Coronavirus latest: WHO officially names disease COVID-19

Nature

Scientists are increasingly concerned about a new virus that has infected tens of thousands of people and killed more than 1,000. It is a coronavirus, and belongs to the same family as the pathogen that causes severe acute respiratory syndrome, or SARS. It causes a respiratory illness, can spread from person to person, and emerged in the Chinese city of Wuhan in December. 

Here’s the latest news on the outbreak.

11 February 15:25 GMT — Coronavirus disease officially named COVID-19

The World Health Organization has officially named the disease caused by the coronavirus COVID-19. This will replace various monikers and hashtags given to the emerging illness over the past few weeks. Most recently, on 8 February, China’s National Health Commission decided to temporarily call the disease novel coronavirus pneumonia, or NCP. But because viruses continue to spread from animals to people, this coronavirus won’t be novel for long.

“COVID-19 stands for coronavirus disease in 2019,” said Soumya Swaminathan, chief scientist at the World Health Organization in Geneva, Switzerland, at a press briefing.

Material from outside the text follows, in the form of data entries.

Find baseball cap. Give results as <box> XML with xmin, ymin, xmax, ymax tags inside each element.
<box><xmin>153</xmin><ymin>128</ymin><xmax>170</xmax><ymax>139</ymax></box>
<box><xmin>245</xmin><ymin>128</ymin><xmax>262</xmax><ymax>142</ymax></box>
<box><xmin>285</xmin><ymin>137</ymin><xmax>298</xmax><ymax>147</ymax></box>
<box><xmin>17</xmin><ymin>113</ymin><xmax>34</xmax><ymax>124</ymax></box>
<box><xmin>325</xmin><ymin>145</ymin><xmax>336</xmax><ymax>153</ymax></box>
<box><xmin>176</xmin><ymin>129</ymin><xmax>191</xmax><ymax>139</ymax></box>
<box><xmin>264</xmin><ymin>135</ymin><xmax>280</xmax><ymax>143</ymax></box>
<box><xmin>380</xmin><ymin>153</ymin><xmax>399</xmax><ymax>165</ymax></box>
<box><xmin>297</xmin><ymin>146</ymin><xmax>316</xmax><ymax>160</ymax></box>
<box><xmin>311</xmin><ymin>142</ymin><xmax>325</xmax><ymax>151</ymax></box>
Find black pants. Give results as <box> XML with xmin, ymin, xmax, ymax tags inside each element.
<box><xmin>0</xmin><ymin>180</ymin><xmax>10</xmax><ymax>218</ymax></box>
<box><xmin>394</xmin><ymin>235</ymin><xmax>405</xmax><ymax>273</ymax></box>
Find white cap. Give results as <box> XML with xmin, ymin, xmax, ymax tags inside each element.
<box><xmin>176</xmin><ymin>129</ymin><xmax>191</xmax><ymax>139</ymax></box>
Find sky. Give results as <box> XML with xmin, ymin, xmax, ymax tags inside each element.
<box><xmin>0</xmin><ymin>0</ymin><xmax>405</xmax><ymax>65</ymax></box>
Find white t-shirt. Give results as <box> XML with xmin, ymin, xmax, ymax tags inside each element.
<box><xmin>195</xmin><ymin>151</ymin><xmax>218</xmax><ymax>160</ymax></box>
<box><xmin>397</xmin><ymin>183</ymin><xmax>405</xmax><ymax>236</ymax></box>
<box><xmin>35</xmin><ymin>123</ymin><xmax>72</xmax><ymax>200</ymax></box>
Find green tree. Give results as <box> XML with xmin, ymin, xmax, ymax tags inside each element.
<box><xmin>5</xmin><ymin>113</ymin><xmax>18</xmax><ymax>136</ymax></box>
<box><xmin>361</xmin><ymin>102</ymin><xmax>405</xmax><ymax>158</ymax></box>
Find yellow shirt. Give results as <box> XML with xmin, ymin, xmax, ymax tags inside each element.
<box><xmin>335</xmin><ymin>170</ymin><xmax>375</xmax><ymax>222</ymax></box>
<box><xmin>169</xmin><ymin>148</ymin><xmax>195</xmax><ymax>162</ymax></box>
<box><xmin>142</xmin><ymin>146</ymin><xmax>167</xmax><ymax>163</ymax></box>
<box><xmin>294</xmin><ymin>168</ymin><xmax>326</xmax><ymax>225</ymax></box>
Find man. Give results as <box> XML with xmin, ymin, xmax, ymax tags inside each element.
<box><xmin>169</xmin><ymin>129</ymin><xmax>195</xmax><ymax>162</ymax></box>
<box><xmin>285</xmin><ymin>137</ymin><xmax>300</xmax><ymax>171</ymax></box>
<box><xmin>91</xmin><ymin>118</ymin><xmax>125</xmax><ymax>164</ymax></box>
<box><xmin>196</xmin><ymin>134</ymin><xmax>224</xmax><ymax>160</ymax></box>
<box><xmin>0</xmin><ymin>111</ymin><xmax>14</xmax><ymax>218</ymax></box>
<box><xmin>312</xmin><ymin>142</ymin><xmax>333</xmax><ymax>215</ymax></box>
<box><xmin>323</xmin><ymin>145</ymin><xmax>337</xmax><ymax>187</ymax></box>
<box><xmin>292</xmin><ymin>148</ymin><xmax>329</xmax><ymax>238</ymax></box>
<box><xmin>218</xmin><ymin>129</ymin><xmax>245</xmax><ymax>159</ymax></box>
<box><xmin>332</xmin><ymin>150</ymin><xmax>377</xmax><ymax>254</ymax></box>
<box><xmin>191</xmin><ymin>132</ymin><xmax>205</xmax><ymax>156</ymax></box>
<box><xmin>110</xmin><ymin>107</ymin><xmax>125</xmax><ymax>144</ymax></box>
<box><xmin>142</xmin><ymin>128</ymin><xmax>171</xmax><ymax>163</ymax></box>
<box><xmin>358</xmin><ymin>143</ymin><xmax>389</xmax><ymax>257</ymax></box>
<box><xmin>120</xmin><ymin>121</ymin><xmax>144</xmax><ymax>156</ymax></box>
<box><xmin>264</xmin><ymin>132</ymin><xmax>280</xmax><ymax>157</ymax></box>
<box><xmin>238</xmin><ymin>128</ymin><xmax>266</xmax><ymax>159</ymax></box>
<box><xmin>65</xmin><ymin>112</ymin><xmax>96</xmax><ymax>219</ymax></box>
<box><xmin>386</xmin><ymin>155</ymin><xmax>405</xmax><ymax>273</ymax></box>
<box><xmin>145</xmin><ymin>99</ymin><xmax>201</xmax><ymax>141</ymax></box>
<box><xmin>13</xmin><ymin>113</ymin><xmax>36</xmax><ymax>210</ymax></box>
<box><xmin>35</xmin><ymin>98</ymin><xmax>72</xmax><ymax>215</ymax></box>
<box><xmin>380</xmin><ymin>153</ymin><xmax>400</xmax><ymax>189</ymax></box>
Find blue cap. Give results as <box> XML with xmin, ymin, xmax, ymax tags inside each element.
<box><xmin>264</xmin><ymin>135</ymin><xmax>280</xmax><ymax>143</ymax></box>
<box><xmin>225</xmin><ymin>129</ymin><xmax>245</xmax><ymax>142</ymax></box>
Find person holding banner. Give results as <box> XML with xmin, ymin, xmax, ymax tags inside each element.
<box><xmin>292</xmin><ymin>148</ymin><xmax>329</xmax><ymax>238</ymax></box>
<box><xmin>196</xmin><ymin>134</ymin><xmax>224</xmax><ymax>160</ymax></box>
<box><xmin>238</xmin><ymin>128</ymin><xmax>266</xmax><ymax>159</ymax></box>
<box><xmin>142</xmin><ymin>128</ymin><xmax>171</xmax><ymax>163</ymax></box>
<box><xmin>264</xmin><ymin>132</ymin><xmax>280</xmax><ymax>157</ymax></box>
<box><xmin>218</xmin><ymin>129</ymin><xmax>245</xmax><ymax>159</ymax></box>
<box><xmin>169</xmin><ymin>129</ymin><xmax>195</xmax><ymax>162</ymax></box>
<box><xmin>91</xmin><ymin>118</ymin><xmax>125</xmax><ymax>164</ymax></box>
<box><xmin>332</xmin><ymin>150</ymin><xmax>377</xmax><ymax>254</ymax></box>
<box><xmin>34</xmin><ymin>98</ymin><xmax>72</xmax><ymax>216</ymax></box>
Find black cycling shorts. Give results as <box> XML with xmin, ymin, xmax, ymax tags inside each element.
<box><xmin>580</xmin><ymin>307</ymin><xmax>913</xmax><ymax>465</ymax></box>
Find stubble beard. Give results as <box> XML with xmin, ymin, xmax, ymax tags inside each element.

She explained that there are many coronaviruses, and this style of naming will provide a format for referring to new coronavirus diseases in future years. “The virus itself is named by international group of virologists who will look into the taxonomy,” she said. “But it is important to have a name for this disease that everybody uses.”

Two other diseases caused by coronaviruses were given names describing the clinical manifestations: SARS (severe acute respiratory syndrome) and MERS (Middle East respiratory syndrome).

Shortly after the WHO announced the disease’s official name, the virus causing it was named SARS-CoV-2 by the International Committee on Taxonomy of Viruses. In a paper posted to the bioRxiv preprint server, the Committee’s study group on coronaviruses explains that this term highlights the new virus’ similarity to the SARS virus identified in 2003.